ABOUT SCHMIDT (Alexander Payne, 2002) R
Reviewed: December 13th, 2002
Let us define "satire" according to either of Merriam-Webster's definitions
(1 : a literary work holding up human vices and follies to ridicule or scorn
2 : trenchant wit, irony, or sarcasm used to expose and discredit vice or folly)
and then let us discredit the erroneous, widely perpetrated idea that the satiric
nomenclature applies to About Schmidt, especially if the labeling is
being pushed by co-writer/director Alexander Payne and his writing partner Jim
Taylor themselves, who got very confused as to what movie they were making when
they were halfway through crafting About Schmidt's script. About
Schmidt is, in fact, a sometimes very poignant dramedy yearning to escape
its filmmakers worst satiric impulses, a true, keen, understated slice-of-life
saddled down in its latter half with desperately unfunny, broad, forced, sluggish
humor. Note Merriam-Webster's use of the words "ridicule" "scorn"
"sarcasm" "vice," and it's easy to see why satire often
skirts dangerously close to a patronizing attitude, a condescension that some
critics ridiculously feel pulsates throughout all of About Schmidt's
runtime. What these critics are actually responding to are the 45 minutes or
so in which Jack Nicholson's (whose performance, though excellent, is not the
revelation some critics would have you believe; perhaps his marvelous, underseen
performance in 2001's The Pledge was the revelation) titular character
goes to Denver for his daughter's wedding and the aforementioned broad et al.

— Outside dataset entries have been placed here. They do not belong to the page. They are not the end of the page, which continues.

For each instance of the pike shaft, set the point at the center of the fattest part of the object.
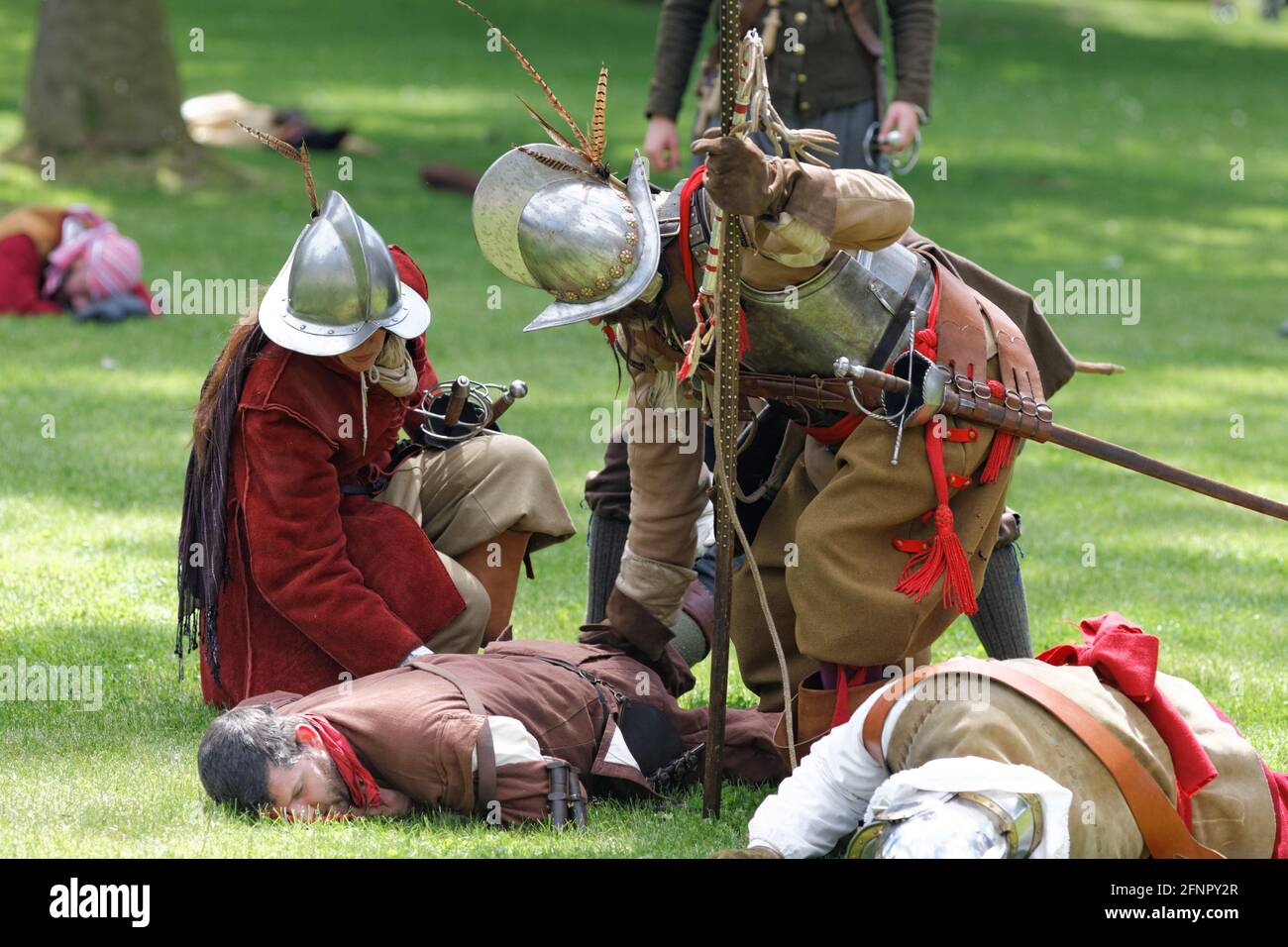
(726, 299)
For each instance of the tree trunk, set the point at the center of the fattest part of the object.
(103, 78)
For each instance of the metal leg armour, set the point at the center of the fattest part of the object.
(1003, 620)
(605, 539)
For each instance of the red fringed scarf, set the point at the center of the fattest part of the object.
(943, 556)
(362, 785)
(1126, 659)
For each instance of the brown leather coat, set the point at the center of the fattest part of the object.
(413, 731)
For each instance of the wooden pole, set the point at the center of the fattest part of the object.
(726, 427)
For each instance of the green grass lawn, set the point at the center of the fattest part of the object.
(1113, 163)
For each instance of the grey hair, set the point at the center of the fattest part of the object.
(237, 750)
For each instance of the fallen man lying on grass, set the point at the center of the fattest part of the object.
(1085, 753)
(520, 732)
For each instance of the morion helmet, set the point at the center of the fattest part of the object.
(590, 243)
(338, 287)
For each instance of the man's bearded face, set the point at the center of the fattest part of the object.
(309, 789)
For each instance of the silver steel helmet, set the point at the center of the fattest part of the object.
(338, 287)
(565, 230)
(953, 825)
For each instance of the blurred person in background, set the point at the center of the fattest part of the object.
(825, 69)
(54, 261)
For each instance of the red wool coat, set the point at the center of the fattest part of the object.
(320, 582)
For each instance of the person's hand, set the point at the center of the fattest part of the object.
(661, 145)
(737, 174)
(903, 116)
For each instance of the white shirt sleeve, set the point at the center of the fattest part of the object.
(827, 795)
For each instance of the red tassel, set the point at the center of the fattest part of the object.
(1000, 457)
(945, 558)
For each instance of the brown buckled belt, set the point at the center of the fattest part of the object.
(485, 792)
(1166, 835)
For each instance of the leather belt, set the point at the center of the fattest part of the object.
(896, 329)
(1166, 835)
(483, 746)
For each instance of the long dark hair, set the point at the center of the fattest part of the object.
(202, 556)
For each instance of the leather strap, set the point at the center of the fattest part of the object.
(960, 328)
(1162, 828)
(483, 746)
(875, 722)
(897, 329)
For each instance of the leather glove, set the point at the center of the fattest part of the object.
(738, 175)
(758, 852)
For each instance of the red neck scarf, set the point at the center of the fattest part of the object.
(362, 785)
(1125, 657)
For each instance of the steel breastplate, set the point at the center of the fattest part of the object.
(859, 305)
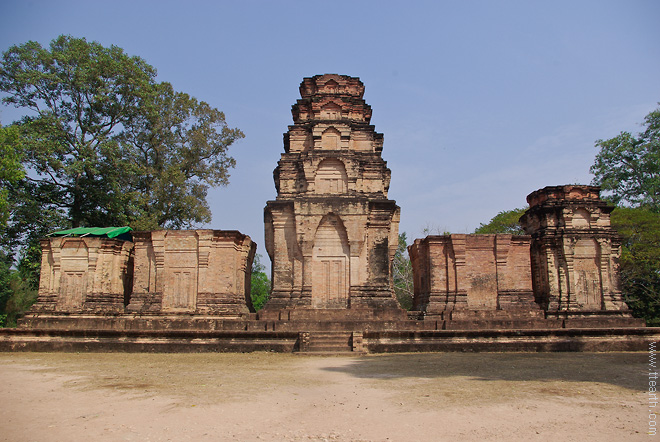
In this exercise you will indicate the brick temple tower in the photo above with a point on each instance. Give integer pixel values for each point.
(331, 233)
(575, 252)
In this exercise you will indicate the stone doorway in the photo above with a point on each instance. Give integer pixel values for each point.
(330, 265)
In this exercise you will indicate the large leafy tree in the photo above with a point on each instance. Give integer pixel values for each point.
(79, 96)
(113, 146)
(103, 144)
(640, 260)
(176, 150)
(627, 167)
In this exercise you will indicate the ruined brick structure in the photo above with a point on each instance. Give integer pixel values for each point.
(192, 271)
(575, 252)
(331, 233)
(84, 274)
(471, 272)
(186, 273)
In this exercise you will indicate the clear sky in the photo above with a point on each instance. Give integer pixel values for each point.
(480, 102)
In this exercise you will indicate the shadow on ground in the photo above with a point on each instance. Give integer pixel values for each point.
(627, 370)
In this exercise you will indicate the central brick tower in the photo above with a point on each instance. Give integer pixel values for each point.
(331, 233)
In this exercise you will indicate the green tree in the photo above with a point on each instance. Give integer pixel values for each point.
(81, 95)
(402, 274)
(504, 222)
(113, 146)
(11, 169)
(105, 145)
(640, 260)
(260, 284)
(175, 151)
(627, 167)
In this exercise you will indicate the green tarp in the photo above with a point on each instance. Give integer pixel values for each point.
(110, 232)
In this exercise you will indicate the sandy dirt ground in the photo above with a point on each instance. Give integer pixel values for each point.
(278, 397)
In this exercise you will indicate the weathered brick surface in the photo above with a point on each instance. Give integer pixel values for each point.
(575, 252)
(331, 233)
(192, 271)
(84, 275)
(472, 272)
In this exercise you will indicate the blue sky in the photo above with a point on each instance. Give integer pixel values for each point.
(480, 102)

humor which follows. What these foolhardy critics somehow overlook, however,
is how much empathy -- not scorn or sarcasm -- drives the majority of About
Schmidt, as Payne and his collaborators work to explore a post-retirement
crossroads rarely seen on film.
The moment About Schmidt first derails is as abrupt as a terrorist
attack and more glaring than Halley's comet. Warren Schmidt has joined a couple
-- who, like him, are taking a vacation in their Winnebago -- for dinner. Schmidt
sits down on the couch next to the female half of the couple and she tells him
something approximating the following: 'I see great sadness in you, Warren.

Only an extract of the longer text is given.